Grouping: Cryptid, Mythology
First reported: early as the 1800's, maybe even earlier than that
Country: World Wide
We all know what a dragon is. We see countless pictures of this beast on the covers of fantasy novels. The typical artwork shows an animal with a body that roughly resembles something between an exotic lizard and a dinosaur, with scales, claws, four legs and often leathery wings. The winged varieties thus generally have six limbs. The body is typically thicker than the tail, not thin and serpentine like Asian dragons. The head is vaguely horse-shaped, with large eyes and a long snout. Often, this creature breathes fire.
What you might not know is that there are actually reports of dragon sightings in Europe and America. Often the stories are told as first-hand, and they date from all eras of history, even some from quite recently.

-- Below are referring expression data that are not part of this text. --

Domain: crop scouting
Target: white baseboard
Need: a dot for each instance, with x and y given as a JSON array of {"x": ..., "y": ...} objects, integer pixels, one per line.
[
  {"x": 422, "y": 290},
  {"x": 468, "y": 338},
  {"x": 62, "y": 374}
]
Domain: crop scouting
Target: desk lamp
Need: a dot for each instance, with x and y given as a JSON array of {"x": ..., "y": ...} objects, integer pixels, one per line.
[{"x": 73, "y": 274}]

For example, there is the 92-foot flying dragon that was reportedly killed by Arizona ranchers in 1890.
The dragons described in legends from North America and Europe are similar enough to fantasy-novel dragons that we can still recognize them as dragons, but there are some substantial differences. For one thing, there are dozens of different varieties. Folklore dragons rarely have four legs and wings like the standard fantasy dragon. Some folklore dragons have wings in place of front legs, so that they have only four limbs altogether.

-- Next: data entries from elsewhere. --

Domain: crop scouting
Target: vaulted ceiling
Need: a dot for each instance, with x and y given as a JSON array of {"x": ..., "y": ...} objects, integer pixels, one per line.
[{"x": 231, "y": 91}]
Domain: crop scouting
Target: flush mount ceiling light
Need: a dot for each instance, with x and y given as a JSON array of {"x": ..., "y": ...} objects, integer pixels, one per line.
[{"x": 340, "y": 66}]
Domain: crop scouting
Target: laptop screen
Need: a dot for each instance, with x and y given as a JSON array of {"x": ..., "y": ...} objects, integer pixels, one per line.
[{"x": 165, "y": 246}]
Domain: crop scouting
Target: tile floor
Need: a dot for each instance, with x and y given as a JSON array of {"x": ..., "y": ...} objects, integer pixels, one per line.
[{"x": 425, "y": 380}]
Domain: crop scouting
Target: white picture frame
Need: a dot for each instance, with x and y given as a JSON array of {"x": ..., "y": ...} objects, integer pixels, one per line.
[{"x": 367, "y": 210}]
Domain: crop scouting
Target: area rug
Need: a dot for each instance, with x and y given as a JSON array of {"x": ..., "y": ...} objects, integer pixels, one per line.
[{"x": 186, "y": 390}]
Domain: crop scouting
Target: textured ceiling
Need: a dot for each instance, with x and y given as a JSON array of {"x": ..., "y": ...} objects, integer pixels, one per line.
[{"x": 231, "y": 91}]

A few of these beasts are landbound and wingless. Some of these landbound dragons have four legs, while others have only two, generally located towards the head end. The English "worms" are not only landbound, but are rather snake-like and resemble the classic dragons of Asia. There are many reports of European dragons which seem like sea serpents that have crawled up onto the land, sometimes complete with paddle-legs.

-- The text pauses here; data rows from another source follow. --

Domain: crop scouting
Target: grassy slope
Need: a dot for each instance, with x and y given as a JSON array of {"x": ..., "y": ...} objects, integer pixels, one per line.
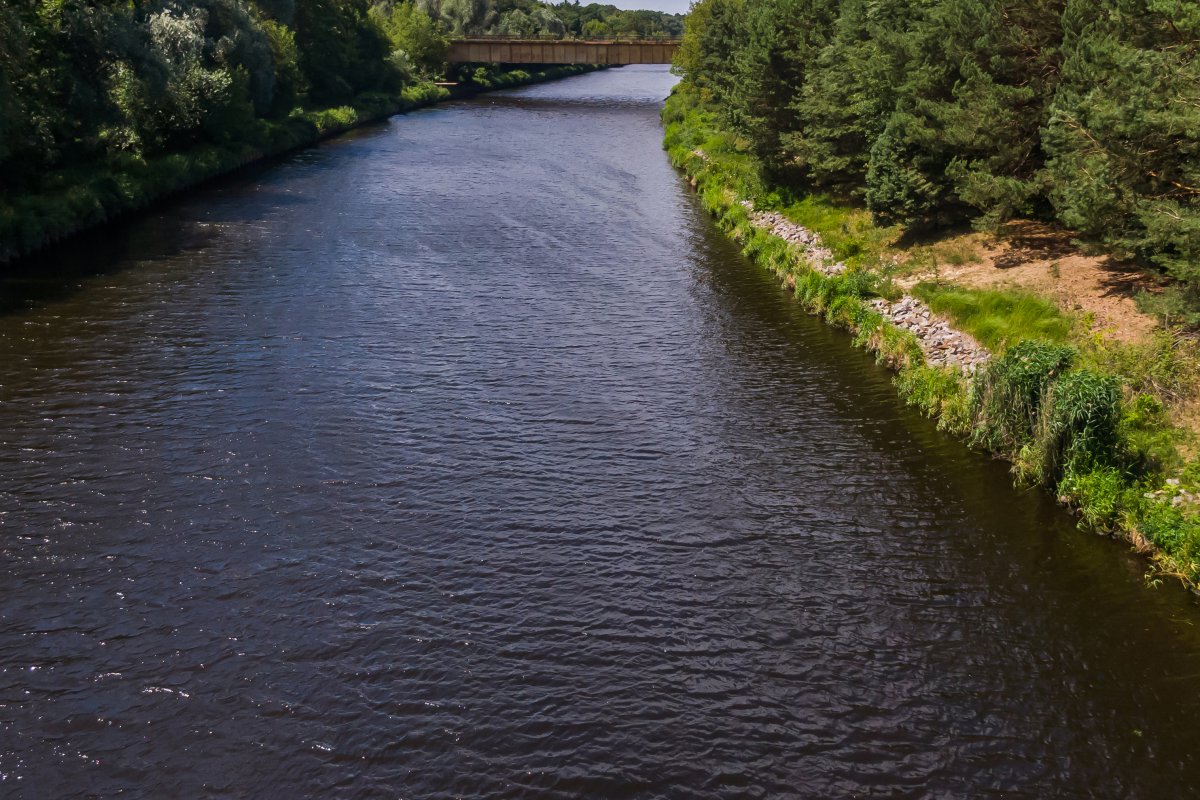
[
  {"x": 84, "y": 196},
  {"x": 1084, "y": 417}
]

Classic European dragons from folklore frequently resemble huge alligators or huge snakes in some way, and it is also quite common for them to have one or more characteristics resembling some non-reptilian animal, such as a sheep's head. Classic European dragons often have supernatural powers and are sometimes thought to be demons or minions of the devil. They often breathe fire and/or exude poison (especially having poisonous blood, but sometimes also giving off poisonous fumes from the mouth or from the body in general). Folklore dragons are often thought to be responsible for extreme weather events, causing hail, lightning and intense storms.
North America and South America also have their dragons, which often resemble the classic European varieties more than the classic Asian varieties. For example, there is the gowrow of Ozark lore from Missouri, a twenty-foot-long reptile with big tusks, and the piasa, a scaled flying beast with horns.
The name in cryptozoology that is currently most associated with the search for dragons is probably Richard Freeman, author of a dragon book published by the Centre for Fortean Zoology. Very few scientists stand with him. Modern cryptozoologists are not very interested in dragons. For one thing, even though modern reports exist, these reports seem to be much less common than they were in the old days. In addition, there is a big problem with organization and terminology. It is clear that dragon legends, even if you limit yourself to western cultures, describe at least a dozen different creatures. Therefore, the proper scientific method demands that we separate the different kinds and study each variety by itself.
This means that cryptozoologists end up studying dragons under different names. Some reports are classified as possible surviving dinosaurs, some as giant alligators or big snakes, some as sea serpents who are briefly traveling over land, and some as pterosaurs or possible giant bats.